Chronic neural stimulation with thin-film, iridium oxide electrodes.

Abstract

Experiments were conducted to assess the effect of chronic stimulation on the electrical properties of the electrode-tissue system, as measured using electrochemical impedance spectroscopy (EIS) and cyclic voltammetry (CV). Silicon, micromachined probes with multiple iridium oxide stimulating electrodes (400-1600 micron 2) were implanted in guinea pig cortex. A 10-17 day post-operative recovery period was followed by five days of monopolar stimulation, two hours/electrode each day using biphasic, constant current stimulation (5-100 microA, 100 microseconds/phase). EIS and CV data were taken before and after stimulation. The post-stimulation impedance [at mid-range frequencies (100 Hz-100 kHz)] consistently and significantly decreased relative to prestimulation levels. Impedance magnitude increased permanently at low frequencies (< 100 Hz), correlating to a change in the charge storage capacity (the area under a cyclic voltammagram).
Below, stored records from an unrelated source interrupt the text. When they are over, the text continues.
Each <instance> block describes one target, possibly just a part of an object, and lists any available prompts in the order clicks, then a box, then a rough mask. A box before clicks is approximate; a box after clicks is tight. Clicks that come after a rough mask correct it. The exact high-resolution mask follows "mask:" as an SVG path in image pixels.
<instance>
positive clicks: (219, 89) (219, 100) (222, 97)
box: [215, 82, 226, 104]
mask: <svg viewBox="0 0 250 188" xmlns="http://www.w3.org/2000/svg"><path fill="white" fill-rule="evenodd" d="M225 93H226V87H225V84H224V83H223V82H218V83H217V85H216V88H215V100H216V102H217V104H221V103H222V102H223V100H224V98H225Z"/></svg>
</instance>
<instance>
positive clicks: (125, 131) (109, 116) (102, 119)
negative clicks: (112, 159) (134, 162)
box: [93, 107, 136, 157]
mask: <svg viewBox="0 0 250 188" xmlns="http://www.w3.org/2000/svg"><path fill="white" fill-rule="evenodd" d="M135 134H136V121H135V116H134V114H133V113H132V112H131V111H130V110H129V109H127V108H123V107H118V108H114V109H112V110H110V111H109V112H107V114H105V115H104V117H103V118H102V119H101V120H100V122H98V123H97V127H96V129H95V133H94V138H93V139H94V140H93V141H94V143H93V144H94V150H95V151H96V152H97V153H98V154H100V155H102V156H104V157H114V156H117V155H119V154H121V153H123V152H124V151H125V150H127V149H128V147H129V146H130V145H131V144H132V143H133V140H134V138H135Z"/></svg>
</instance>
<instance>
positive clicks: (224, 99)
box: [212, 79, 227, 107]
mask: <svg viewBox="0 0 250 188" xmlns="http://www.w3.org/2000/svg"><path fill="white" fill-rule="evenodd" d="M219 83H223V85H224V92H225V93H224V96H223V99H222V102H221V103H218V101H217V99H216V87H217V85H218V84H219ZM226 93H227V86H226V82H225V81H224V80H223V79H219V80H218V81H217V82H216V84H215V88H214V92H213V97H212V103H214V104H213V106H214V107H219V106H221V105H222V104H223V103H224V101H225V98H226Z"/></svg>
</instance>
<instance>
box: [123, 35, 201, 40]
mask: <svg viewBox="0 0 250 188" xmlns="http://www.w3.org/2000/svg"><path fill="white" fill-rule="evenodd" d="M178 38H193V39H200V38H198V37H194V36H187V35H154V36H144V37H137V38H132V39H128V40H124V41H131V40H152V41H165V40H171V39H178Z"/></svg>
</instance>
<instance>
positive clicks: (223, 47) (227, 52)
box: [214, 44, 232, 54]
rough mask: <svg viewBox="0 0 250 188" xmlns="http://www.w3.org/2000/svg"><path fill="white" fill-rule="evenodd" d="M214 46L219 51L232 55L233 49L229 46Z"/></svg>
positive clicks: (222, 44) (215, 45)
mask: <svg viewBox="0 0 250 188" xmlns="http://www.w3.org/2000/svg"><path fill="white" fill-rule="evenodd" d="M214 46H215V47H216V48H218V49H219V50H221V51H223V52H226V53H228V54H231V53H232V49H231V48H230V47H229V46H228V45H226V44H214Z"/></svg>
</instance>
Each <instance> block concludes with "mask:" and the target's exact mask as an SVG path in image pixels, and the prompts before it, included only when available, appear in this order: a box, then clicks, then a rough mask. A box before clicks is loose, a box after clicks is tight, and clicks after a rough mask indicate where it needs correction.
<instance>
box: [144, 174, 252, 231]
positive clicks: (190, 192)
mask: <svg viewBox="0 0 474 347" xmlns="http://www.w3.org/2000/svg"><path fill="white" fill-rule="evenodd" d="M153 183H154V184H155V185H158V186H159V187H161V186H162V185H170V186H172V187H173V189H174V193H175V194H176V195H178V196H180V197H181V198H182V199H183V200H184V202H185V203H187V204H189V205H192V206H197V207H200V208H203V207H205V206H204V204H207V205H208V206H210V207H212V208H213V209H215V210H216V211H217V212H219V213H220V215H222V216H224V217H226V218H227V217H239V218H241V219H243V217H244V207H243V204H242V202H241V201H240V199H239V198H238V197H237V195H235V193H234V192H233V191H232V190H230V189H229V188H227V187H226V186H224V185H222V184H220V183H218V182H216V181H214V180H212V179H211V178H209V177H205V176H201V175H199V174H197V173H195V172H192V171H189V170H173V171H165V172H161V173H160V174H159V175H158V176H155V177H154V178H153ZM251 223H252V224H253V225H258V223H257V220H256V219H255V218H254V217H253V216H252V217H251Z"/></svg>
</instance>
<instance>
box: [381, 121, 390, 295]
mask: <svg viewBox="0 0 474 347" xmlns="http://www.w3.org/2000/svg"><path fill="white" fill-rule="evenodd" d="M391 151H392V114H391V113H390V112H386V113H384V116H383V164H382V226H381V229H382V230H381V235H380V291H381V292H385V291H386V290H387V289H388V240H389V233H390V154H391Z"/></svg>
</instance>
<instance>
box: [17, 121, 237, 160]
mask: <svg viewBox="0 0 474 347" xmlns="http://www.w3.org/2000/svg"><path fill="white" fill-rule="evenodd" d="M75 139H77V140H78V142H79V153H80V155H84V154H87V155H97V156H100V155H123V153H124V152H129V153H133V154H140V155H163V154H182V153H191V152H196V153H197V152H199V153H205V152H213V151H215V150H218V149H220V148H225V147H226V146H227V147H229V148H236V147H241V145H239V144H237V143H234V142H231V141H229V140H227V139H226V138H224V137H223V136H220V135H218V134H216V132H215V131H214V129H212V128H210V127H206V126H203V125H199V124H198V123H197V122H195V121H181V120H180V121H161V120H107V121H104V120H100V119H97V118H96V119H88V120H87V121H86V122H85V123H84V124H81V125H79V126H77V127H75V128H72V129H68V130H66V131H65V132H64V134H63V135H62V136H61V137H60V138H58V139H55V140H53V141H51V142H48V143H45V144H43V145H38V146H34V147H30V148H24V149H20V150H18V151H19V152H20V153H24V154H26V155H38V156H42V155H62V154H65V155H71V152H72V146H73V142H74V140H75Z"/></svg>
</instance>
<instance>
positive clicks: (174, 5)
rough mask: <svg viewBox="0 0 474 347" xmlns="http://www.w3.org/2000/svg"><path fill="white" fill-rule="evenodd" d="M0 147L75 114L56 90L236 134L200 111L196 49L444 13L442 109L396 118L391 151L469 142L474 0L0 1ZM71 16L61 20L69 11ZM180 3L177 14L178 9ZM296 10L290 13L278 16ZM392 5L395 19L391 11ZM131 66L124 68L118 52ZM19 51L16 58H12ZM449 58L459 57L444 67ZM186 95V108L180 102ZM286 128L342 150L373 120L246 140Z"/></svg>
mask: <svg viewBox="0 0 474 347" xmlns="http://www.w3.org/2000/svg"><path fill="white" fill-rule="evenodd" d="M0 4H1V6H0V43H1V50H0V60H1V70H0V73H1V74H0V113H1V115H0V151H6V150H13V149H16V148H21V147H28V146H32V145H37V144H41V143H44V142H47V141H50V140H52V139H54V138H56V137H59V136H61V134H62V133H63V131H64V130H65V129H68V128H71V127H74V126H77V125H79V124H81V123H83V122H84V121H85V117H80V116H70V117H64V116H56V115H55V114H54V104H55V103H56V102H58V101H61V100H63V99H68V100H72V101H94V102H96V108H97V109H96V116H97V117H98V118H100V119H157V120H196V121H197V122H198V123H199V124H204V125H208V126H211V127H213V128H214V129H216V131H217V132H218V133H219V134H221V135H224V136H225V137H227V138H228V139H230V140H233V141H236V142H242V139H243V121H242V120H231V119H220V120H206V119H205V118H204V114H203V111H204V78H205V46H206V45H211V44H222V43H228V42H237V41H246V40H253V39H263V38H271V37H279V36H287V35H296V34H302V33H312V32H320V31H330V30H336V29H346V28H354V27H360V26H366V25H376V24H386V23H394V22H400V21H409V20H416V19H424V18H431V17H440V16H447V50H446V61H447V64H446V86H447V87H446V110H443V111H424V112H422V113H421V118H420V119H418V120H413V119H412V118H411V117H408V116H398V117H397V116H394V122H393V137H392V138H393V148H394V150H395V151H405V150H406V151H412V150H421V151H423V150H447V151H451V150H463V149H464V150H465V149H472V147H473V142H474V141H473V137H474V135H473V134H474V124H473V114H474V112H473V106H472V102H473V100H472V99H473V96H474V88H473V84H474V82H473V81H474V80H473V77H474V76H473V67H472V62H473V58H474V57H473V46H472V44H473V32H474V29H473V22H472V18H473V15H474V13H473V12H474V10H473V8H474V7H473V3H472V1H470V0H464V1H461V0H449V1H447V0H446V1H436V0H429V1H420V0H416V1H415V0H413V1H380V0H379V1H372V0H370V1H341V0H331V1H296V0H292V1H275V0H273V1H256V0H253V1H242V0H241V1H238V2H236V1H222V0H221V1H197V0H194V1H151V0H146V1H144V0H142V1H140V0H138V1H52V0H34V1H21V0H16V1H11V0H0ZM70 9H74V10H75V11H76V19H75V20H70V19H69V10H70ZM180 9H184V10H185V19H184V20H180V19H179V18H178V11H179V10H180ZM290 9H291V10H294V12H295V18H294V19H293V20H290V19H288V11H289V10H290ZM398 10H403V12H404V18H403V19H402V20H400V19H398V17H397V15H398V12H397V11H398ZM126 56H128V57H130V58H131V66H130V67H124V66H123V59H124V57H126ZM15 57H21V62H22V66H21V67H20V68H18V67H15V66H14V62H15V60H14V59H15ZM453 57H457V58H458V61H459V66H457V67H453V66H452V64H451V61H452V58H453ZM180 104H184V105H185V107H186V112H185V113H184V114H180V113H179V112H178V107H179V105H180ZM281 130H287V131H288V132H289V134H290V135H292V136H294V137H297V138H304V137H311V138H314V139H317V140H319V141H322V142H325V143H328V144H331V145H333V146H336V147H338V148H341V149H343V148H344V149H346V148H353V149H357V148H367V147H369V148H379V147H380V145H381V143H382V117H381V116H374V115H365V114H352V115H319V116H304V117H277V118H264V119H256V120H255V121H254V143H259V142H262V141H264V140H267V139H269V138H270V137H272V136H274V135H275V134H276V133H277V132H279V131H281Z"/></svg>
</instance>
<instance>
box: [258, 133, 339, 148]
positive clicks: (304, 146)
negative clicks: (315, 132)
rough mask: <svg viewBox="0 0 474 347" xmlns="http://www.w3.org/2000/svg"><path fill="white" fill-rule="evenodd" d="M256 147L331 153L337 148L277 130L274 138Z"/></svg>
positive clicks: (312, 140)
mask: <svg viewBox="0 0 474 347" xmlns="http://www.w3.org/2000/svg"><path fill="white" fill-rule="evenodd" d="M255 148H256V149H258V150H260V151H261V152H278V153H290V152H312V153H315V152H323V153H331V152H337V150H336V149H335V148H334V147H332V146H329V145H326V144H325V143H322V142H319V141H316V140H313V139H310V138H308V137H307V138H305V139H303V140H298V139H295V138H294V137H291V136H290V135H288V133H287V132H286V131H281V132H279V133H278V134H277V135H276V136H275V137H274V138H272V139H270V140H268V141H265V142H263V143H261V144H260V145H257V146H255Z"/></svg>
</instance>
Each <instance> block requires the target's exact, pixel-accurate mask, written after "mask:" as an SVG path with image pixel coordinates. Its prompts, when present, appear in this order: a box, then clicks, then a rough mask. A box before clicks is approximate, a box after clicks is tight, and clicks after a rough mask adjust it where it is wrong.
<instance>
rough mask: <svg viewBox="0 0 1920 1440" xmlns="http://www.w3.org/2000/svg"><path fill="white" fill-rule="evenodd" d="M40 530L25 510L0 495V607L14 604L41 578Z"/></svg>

Impedance magnitude significantly increased during the recovery period, though this increase could be mostly reversed by applying small currents. A mathematical model of the electrode-tissue system impedance was used to analyze in vivo behavior. The data and modeling results shows that applying charge to the electrode can consistently reduce the impedance of the electrode-tissue system. Analysis of explanted probes suggests that the interaction between the tissue and electrode is dependent on whether chronic pulses were applied. It is hypothesized that the interface between the tissue and metal is altered by current pulsing, resulting in a temporary impedance shift.